Related tags: Skin care, Skin care products, Skin

Prickly pear seeds, milk extracts, snail serum, bog myrtle and grape stem cells are just a few of the more unusual ingredients that have cropped up this year.

In recent years unusual ingredients launches have included extracts of snake venom and even a cappuccino-based anti-ageing ingredient, and this year has been no exception, with new launches throwing up some equally weird and wonderful options.

Milk extracts have featured as a basis for two launches – both for skin care products and both technologically advanced solutions.

The first is an anti-microbial milk protein-based ingredient launched by New Zealand company Quantec that targets both the skin care and supplement categories.

The company has been developing its Immune Defence Proteins for three years, claiming that it will impart both anti-microbial and anti-oxidant properties for skin care products.

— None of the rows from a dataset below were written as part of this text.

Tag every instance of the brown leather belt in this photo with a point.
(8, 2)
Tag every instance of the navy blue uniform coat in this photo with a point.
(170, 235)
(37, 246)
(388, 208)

Another milk-based ingredient was launched last month by US company PL Thomas and is derived from peptides found in the bovine colostrum, which is the first milk produced by a cow after giving birth.

The company claims that Nudremyl can be incorporated into topical products designed to reduce scarring and help skin heal after abrasive procedures, as well as anti-ageing formulations.

Snail serum for acne scarring

Still in the animal kingdom, snail serum is being proffered as the basis for a finished product that helps to treat acne scarring, launched by Andes Natural Skin Care.

The US company has launched a microdermabrasion product - BioSkinExfol - and a topical treatment – BioSkinForte - made from a serum secreted by a small mollusk snail from the Helix Aspersa Muller species.

Moving into the plant world, British beauty retailer Boots has launched a line of botanical-based skin care products based on an extraction derived from the leaves of bog myrtle, otherwise known as Sweet Gale.

After many years of research and development, Boots has discovered that the oils of the plant have a high anti-oxidant content, which efficiently combats the bacteria known to cause blemish-prone skin.

Prickly pear seeds

The prickly pear fruit that grows on cactus plants found all over southern Europe and North Africa is a common sight, but is now starting to appear in a host of beauty products thanks to its high anti-oxidant and anti-ageing properties.

French brand Les Sens de Marrakech, recently launched a skin care line that features an extract from the seeds of the prickly pear, which is claimed to be the first skin care brand of its type to use the resulting essential oil, sourced in Morocco.

And finally, although grape extracts have been used in beauty products for many years, Swiss company Mibelle claims to be the first to manufacturer an ingredient that is based on stem cells from a rare red grape variety.

Called PhytoCellTec Solar Vitis, it is derived from the Gamay Tenturier Fréaux grape variety originating from the Burgundy region, which the company claims can help protect human skin stem cells from UV damage.